Thermogravimetry study of the effectiveness of different reducing agents during sintering of Cr-prealloyed PM steels

Successful removal of the surface oxides, present on the powder particle surface, during initial stages of sintering is the prerequisite for the development of strong inter-particle necks and so high mechanical performance of the sintered PM components. In the case of water-atomized powder prealloyed with chromium, surface oxide is composed of an iron oxide layer, covering about 90-95 % of the powder surface, with some presence of more stable fine particulate oxides. Sufficiently strong inter-particle necks require as minimum full removal of the iron surface oxide layer.

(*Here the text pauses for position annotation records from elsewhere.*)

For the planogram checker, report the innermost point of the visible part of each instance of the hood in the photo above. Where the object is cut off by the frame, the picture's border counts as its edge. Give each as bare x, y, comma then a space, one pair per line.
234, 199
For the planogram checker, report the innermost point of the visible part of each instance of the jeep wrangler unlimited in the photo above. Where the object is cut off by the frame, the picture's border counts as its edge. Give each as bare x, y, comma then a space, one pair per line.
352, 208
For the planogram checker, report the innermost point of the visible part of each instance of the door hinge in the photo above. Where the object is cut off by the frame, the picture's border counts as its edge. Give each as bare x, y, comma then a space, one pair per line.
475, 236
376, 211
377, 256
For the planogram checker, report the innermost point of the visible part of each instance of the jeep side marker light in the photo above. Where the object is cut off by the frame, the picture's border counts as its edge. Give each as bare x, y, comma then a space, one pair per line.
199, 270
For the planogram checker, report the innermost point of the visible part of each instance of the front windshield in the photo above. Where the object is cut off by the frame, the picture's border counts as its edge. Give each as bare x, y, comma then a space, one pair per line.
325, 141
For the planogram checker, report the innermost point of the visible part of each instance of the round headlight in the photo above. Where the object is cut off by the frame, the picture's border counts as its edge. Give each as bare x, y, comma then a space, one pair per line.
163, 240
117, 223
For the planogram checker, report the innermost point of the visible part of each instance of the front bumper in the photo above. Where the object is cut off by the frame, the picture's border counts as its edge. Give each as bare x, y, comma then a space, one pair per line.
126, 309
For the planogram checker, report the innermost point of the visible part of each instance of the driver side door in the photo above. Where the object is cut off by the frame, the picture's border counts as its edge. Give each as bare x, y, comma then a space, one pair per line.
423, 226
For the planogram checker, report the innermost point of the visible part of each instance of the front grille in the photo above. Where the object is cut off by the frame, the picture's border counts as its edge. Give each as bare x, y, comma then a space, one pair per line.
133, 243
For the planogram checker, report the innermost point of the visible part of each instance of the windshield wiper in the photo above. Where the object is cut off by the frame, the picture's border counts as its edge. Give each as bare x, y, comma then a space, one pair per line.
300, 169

This can be achieved by a number of gaseous reducing agents (H2, CO, or mixture of both) as well as by carbon typically admixed in the form of graphite. The present study is focused on the analysis of the reducing ability of the different sintering atmospheres (concentration of active gasses ≥10 vol%) as well as vacuum and their combined effect with graphite by means of thermal analysis. Number of effect characteristic for Cr-alloyed PM steels and their extent in different atmospheres were identified, namely risk of Cr-loss during sintering in high vacuum, risk of oxidation in CO-containing atmospheres, and nitrogen pickup, etc. When it comes to the oxidation/reduction processes, results indicate that the combination of the dry hydrogen-containing atmospheres and fine graphite grades allows successful sintering of chromium alloyed PM steels.